How to Explain RAG Architecture in Interview (With Diagram & Code)
Last month, three different companies asked me the same interview question: "How do we stop our AI from making things up?" My answer was always the same four letters: R-A-G. Candidates who could clearly explain RAG architecture received offers almost 50% faster than those who couldn't.
Introduction: Why Do Interviewers Ask About RAG?
In Generative AI interviews today, one question comes up again and again:
"Can you explain RAG architecture, and why do we need it?"
If a candidate talks only about LLMs, interviewers quickly push further:
- How do you handle hallucinations?
- What about outdated knowledge?
- How do you use enterprise or private data safely?
This is where Retrieval-Augmented Generation (RAG) becomes essential.
RAG directly addresses all of these problems—and that's why interviewers care so much about it.
Learn RAG Fundamentals — Manual Implementation Without Frameworks
What Is RAG (Retrieval-Augmented Generation)?
Retrieval-Augmented Generation (RAG) is a technique that combines external knowledge sources with Large Language Models (LLMs) to produce more accurate, grounded, and reliable responses.
Instead of relying only on what the model learned during training, RAG allows the model to look up relevant information at query time.
Simple Definition
RAG is an architecture where an LLM first retrieves relevant information from external data sources and then uses that information to generate a response.
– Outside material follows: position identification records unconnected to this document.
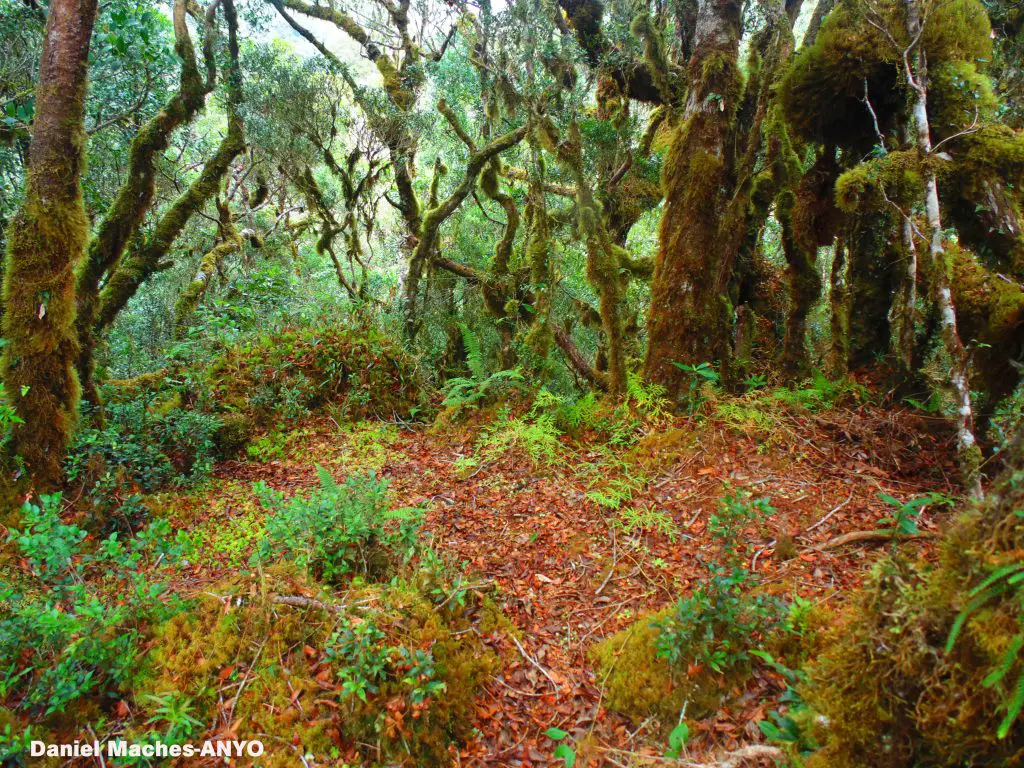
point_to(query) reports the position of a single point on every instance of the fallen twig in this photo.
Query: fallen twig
(864, 537)
(830, 513)
(307, 602)
(537, 665)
This one sentence alone is often enough to pass the first round of GenAI interviews.
Problem with Normal LLMs (Why RAG Is Needed)
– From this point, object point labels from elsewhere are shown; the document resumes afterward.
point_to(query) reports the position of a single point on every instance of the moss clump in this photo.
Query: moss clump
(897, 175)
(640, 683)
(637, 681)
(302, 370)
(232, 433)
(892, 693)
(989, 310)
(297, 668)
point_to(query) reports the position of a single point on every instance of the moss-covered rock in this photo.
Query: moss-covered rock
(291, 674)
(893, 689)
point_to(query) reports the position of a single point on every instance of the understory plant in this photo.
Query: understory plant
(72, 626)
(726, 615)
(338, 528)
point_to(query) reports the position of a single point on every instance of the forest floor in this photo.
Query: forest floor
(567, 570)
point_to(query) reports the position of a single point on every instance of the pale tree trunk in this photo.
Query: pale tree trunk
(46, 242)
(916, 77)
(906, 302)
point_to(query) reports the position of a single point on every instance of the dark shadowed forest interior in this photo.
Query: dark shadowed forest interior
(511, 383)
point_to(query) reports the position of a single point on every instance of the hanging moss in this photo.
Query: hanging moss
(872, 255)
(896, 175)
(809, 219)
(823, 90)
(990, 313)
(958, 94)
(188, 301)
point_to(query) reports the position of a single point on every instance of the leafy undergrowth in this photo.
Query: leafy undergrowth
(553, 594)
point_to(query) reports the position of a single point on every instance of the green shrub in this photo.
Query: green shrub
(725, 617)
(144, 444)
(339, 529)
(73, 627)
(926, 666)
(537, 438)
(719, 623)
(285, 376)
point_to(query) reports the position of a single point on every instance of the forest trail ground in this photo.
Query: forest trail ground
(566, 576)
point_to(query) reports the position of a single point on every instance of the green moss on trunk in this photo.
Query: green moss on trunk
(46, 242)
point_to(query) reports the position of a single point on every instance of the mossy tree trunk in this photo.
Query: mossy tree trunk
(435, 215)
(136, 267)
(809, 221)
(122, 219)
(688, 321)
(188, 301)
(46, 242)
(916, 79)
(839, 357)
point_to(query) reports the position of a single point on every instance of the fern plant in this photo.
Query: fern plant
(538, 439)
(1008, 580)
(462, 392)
Traditional LLMs work only on pre-trained knowledge, which leads to several limitations:
| Issue | Normal LLM |
|---|---|
| Hallucinations | Yes |
| Real-time / updated data | No |
| Private PDFs & documents | No |
| Enterprise data usage | Risky |
RAG Architecture
RAG Architecture Diagram
The image represents a standard, production-grade RAG pipeline. Let's break it down step by step.
Core Components of RAG
- Data Source (PDFs, Docs, URLs)
- Embedding Model
- Vector Database
- Retriever
- LLM (Generator)
RAG Has Two Mandatory Phases
Phase 1: Indexing (Offline / One-Time)
- Load documents from various sources
- Split documents into chunks
- Convert chunks to embeddings
- Store embeddings in vector database
Phase 2: Retrieval + Generation (Runtime)
- User query comes in
- Convert query to embedding
- Retrieve relevant chunks from vector DB
- Generate response using LLM with retrieved context
Phase 1: Indexing (Offline)
We'll go through all four steps in detail without using a framework, and we'll explain why the industry uses RAG with frameworks.
- Load documents
- Split into chunks
- Convert chunks → embeddings
- Store embeddings in Vector DB
Without Phase-1, RAG does NOT exist
1️⃣ Load Documents (PDF, TXT, Multiple Files)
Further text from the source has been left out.